Russia seeing 'surge' of investment from China

By definition a nuclear missile submarine is not an attack sub. "Nuclear submarine" always means nuclear powered and usually connotes armed, btw.

The Soviets outfitted a Zulu with a rather primitive ballistic missile (R-11FM, and then R-13), but at the time they were not nuclear tipped; this was perhaps mid 50s - it took a few years to have enough fissile material and designer warheads for the smaller missiles like R-13. Granted that it may have been 5 years before Polaris - sources, including Russian, conflict on first production and refit - I'm actually inclined to believe that first run was in '58. But there's no direct comparison possible. Remember that the Soviets didn't even have a megaton weapon until right about then, and it took them some time to get it into the R-13s.

Also, I don't think you can compare the lackluster R-13s (look at its service record and limitations) with something like the Polaris, it's a huge leap in technology. That said, R-13s was certainly indigenous - or at least, not borrowed from the Americans as much as Germans - and very much borrowed from the Germans. Also, keep in mind this is a very short range missile, on a short range submarine, that had to surface launch. Even before the Killian reforms the US had an IRBM almost 10x the range. And finally, the US had launched a (non-nuclear) V-1 from Cusk in 47 and Regulus (nuclear SLCM) in 1951. So...
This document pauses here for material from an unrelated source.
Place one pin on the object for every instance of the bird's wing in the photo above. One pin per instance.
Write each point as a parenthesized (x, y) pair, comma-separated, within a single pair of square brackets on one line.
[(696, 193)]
Now, about Soviet military tech reliance on outside sources:

Aluminum & copper tube manufacturing machines, aluminum plated metals and glasses from the US, germanium and valve springs from West Germany, precision instruments, calibrated steel valves, plastic sheeting, nickel wire and bronze alloys probably from Eastern German plants with Western technical assistance.

Check out Mendershausen on this.

More comprehensively, early Sutton is a good read before he was radicalized by his findings.

A juicy source:

U.S. Senate, Committee on the Judiciary, Export of Ball Bearing Machines to Russia, Hearings, 87th Congress, 1st session (Washington, 1961).

Also, take a look at A-12 and Golem 1. As wide-reaching as Paperclip was, the Russians got the best sites minus documents and about 2/3ds of the physical prototypes and specialists.